Hi people, I'm stuck on this what I believe is some sort of syntax error as the Python version I'm used to has slightly different syntax.
Here is my code:

def anti_vowel(text):
    vowels = ["a", "i", "e", "o", "u", "A", "I", "E", "O", "U"]
    anti = []
    for i in text:
        if i in vowels:
            pass
        else:
            anti.append(i)
    return anti

and here is the error message:

Oops, try again. Your function fails on anti_vowel("Hey look Words!"). It returns "['H', 'y', ' ', 'l', 'k', ' ', 'W', 'r', 'd', 's', '!']" when it should return "Hy lk Wrds!".

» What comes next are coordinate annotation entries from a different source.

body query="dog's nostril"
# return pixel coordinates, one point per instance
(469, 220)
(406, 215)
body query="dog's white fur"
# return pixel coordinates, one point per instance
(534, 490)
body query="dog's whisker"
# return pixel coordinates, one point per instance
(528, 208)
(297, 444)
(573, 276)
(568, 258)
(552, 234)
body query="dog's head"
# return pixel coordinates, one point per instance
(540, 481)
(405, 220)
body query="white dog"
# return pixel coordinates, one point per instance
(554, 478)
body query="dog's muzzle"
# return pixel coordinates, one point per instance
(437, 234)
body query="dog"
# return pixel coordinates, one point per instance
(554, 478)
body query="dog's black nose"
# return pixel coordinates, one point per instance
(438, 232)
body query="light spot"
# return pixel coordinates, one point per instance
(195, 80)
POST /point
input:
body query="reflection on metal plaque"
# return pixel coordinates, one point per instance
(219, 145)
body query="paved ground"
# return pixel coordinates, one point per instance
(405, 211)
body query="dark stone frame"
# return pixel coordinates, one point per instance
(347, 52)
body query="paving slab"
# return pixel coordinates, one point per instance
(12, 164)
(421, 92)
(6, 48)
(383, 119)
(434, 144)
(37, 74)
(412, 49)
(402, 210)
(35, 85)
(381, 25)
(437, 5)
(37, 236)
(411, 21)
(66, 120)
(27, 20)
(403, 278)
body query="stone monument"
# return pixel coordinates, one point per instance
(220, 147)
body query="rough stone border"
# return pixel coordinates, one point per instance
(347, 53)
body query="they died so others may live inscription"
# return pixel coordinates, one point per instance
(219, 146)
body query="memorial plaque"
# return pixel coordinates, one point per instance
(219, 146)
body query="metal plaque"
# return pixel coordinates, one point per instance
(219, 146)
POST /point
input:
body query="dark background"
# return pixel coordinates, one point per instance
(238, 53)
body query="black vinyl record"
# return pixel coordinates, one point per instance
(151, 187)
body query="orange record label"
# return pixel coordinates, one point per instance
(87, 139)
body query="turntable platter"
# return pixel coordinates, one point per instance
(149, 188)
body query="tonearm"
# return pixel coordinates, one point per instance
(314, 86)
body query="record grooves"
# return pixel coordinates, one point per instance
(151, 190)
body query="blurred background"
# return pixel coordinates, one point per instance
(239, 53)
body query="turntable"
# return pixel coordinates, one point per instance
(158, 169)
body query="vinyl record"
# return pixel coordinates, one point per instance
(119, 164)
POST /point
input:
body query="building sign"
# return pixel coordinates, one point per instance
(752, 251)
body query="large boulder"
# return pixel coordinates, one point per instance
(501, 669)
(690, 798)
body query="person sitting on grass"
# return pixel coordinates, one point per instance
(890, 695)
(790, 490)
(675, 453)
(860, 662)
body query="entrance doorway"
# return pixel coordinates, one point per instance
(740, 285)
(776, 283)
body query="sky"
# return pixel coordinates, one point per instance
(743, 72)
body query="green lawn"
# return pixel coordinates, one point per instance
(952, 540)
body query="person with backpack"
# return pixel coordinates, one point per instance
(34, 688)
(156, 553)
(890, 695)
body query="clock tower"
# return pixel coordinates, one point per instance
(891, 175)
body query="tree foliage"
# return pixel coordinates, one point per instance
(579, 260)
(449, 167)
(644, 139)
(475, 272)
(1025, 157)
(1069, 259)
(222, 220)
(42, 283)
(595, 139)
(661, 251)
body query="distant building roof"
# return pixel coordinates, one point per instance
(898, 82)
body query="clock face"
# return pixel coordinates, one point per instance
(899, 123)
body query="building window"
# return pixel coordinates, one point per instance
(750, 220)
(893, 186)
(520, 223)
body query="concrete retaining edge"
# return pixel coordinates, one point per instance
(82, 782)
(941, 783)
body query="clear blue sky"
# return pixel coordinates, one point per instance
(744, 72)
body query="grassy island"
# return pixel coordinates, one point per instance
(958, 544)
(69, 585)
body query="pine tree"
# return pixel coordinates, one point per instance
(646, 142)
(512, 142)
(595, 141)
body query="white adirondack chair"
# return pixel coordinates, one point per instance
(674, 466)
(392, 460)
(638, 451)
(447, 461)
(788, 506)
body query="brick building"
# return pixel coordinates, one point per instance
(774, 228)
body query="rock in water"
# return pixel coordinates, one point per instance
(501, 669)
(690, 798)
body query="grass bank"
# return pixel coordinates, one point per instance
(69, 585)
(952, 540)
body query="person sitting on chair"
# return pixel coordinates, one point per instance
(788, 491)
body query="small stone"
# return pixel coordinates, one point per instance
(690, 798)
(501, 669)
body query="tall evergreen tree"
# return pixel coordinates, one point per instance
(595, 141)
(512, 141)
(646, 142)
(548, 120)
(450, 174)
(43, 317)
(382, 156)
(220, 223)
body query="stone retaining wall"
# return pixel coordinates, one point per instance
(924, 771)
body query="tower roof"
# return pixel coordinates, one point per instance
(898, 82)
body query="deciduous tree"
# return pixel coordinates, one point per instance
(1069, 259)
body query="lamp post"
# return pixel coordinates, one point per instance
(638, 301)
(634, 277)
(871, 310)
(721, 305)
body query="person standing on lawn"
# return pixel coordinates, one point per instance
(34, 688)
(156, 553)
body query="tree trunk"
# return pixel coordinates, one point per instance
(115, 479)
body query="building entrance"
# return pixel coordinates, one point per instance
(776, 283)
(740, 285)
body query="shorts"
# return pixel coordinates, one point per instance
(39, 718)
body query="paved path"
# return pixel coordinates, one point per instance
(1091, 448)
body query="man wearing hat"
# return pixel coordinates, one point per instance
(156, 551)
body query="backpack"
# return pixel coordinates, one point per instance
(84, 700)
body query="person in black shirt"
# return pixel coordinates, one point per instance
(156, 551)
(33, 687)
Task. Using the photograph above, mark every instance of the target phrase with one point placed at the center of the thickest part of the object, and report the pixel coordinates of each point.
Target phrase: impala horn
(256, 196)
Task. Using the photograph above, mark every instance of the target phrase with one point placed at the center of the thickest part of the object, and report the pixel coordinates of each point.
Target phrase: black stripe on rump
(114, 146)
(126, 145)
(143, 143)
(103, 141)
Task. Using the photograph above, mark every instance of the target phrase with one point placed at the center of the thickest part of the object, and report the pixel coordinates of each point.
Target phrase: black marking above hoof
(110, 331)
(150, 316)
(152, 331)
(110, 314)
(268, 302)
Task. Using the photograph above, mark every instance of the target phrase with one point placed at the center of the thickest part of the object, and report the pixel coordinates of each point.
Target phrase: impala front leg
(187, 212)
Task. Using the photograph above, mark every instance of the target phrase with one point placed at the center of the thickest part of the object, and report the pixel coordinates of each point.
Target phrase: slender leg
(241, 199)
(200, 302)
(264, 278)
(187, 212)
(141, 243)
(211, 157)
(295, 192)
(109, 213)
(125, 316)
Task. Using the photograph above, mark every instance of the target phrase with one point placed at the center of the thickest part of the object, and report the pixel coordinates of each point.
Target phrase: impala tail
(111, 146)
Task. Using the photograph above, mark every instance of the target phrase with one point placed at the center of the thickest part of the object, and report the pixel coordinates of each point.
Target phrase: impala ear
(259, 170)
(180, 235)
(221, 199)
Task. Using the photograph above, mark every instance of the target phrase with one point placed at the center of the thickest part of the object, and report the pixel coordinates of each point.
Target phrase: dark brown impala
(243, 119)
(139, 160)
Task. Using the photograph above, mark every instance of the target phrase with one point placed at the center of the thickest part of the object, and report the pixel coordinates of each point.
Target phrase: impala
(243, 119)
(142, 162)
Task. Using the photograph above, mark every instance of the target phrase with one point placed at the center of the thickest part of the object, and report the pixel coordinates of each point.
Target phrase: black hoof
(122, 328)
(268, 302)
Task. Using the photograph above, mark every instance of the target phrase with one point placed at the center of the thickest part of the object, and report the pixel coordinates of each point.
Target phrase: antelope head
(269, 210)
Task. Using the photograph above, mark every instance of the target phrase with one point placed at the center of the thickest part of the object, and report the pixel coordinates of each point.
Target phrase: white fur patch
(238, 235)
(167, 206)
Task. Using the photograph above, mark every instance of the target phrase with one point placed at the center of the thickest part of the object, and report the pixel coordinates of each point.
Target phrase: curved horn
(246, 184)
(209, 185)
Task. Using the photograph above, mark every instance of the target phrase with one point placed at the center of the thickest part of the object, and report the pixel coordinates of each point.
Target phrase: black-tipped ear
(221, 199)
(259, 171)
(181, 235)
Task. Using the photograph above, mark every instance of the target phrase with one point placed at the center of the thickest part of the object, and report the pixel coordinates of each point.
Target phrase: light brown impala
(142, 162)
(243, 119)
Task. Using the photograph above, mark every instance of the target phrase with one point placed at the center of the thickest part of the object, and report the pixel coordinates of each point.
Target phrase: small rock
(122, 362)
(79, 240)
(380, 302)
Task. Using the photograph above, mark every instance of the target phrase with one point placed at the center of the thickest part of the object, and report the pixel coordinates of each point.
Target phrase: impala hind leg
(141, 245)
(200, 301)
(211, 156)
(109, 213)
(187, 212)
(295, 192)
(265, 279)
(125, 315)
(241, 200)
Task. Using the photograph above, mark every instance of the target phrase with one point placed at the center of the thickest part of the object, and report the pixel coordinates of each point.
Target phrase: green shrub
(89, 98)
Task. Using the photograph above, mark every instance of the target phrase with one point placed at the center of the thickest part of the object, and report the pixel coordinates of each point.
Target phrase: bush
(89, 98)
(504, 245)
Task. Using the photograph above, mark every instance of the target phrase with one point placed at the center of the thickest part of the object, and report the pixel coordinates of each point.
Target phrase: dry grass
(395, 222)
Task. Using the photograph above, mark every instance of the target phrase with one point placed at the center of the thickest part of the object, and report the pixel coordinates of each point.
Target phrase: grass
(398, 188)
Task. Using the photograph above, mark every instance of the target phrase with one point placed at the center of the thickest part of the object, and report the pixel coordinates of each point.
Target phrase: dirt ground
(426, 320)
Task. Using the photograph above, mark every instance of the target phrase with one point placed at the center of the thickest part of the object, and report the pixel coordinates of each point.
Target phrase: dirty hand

So any help regarding this error will be appreciated! Thanks


#2

you return a list, you should return a string. There are two things you can do, one change anti into a string:

anti = ""

and then append to the string:

anti += i

but this is an extensive operation,recommended is to use "".join() in your current code:

return "".join(anti)

join is a built in function, which joins a list into a string. the "" indicates what is used for the joining.


#3

Thanks for the reply! It worked out with the changing it into a string but can see how it can get extensive with longer codes/programs.The join function seems the more logical solution out of the two though.


#4

sorry, i should clarify. What i mean is that when using the first solution i showed you (with the string), you can't add to a string, a copy has to be made of the string each time. Which is not really nice for the performance of your program.

I said the join was the recommended method? Either way, good to hear you passed. also, you could use the not keyword:

if i not in vowels:

this means you don't need an else.


#5

I see, thanks for the feedback, really helped me!


#6